Les réactions contrastées des places financières
À Londres comme à New York, les eurobonds ghanéennes ont gagné près de 180 points de base dans les heures suivant le vote parlementaire, illustrant un regain de confiance mais aussi la persistance d’une prime de risque supérieure à la moyenne régionale. Standard & Poor’s a, dans la foulée, relevé la perspective de la note souveraine de « négative » à « stable ». Fitch, plus prudente, attend que les créanciers privés confirment leur alignement avant tout mouvement.
Les analystes de JPMorgan soulignent que le Ghana sert désormais de test grandeur nature pour le Cadre commun : « La rapidité avec laquelle les autorités concluront l’accord avec les obligataires sera déterminante pour d’autres États tels que l’Éthiopie ou la Zambie. » Les marchés émergents observent aussi la dynamique des taux américains, facteur exogène susceptible de neutraliser tout avantage acquis.
Implications régionales et lecture géopolitique
Au-delà des chiffres, la restructuration rebat les cartes d’influence en Afrique de l’Ouest. La France, historiquement présente via l’Agence française de développement, s’efforce de conserver un rôle pivot alors que la Chine consolide son empreinte infrastructurelle. Washington multiplie, lui, les visites d’émissaires, soucieux de contrer les avancées sino-russes dans le golfe de Guinée. « Le Ghana devient l’épicentre d’une concurrence feutrée pour la sécurité maritime et l’accès aux minerais critiques », confie un haut responsable de la CEDEAO.

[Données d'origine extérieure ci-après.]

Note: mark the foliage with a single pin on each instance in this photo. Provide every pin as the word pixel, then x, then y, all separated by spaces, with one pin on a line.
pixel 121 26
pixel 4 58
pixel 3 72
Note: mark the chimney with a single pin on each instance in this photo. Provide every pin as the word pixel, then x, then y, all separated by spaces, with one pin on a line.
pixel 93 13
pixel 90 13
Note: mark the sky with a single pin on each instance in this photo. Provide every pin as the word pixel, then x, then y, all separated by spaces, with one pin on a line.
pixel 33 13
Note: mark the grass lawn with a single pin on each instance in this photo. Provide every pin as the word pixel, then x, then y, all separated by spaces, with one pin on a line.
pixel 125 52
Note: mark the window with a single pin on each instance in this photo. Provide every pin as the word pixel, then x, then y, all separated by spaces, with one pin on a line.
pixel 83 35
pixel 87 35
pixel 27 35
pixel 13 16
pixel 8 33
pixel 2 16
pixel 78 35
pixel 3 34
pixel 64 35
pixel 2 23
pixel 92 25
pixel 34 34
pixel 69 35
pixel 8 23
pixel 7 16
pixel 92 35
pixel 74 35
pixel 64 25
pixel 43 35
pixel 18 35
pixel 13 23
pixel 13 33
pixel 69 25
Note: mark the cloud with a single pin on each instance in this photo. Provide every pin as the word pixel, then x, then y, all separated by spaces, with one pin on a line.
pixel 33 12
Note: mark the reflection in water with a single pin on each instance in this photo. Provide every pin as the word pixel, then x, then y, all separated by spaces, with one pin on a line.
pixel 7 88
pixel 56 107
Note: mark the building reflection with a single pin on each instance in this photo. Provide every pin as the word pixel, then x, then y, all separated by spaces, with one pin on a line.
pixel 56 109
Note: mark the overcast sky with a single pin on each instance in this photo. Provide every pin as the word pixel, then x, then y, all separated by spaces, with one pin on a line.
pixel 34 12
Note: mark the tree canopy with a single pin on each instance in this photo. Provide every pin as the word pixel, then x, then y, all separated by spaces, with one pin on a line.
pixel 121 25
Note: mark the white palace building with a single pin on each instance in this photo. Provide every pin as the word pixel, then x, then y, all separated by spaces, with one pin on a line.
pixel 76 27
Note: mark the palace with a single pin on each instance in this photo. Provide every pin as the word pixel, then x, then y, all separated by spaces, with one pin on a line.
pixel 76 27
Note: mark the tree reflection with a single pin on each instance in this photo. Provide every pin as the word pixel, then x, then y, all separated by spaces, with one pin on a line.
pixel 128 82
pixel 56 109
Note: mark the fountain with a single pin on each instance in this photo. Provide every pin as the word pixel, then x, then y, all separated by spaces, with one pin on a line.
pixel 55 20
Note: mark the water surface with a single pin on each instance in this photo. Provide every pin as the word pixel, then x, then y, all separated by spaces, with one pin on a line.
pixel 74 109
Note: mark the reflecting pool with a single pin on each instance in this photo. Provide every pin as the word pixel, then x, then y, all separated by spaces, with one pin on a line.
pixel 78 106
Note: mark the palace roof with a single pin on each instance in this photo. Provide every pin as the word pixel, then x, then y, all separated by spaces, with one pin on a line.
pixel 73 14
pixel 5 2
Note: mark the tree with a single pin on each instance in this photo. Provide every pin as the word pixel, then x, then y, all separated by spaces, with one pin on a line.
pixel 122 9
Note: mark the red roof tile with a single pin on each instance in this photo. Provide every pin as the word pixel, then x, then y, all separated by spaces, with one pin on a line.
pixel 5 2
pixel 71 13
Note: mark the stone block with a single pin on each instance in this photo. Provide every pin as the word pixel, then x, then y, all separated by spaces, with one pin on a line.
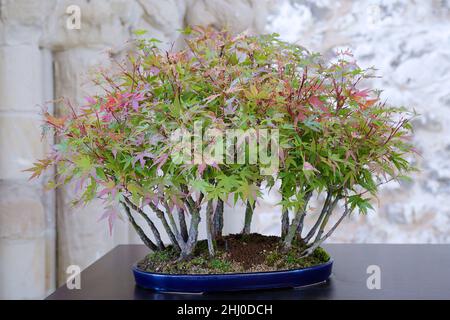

Accra entend capitaliser sur ce regain d’attention. Le président Nana Akufo-Addo, dont le second mandat s’achève en janvier 2025, mise sur l’allègement de dette pour relancer le projet de zone industrielle de Tema et doter l’armée d’équipements côtiers. L’équation est subtile : trop de dépendance vis-à-vis d’un seul partenaire risquerait de mécontenter les autres bailleurs, alors que la stabilité régionale demeure fragile, minée par la crise sécuritaire au Sahel.
Un précédent pour la gouvernance de la dette africaine
Avec cet accord, le Cadre commun du G20 enregistre un succès institutionnel rare, après les critiques suscitées par la lenteur des dossiers zambien et éthiopien. Pour le Ghana, l’enjeu est désormais double : transformer le répit obtenu en réformes structurelles et convaincre les créanciers privés d’adhérer à des conditions similaires. S’il y parvient, Accra montrera qu’un alignement entre bailleurs occidentaux et chinois est possible, à la condition d’une transparence renforcée.
À l’inverse, un échec prolongé raviverait le débat sur la soutenabilité de la dette africaine et les mécanismes de partage des pertes. Pour l’heure, l’optimisme prudent domine. Selon l’économiste ghanéen Kwame Pianim, « l’histoire retiendra peut-être 2025 comme l’année où l’Afrique a commencé à redéfinir les règles du jeu de la finance internationale, non pas par la force, mais par la persuasion diplomatique ». Reste à savoir si cette persuasion suffira à transformer la trêve financière d’aujourd’hui en prospérité durable.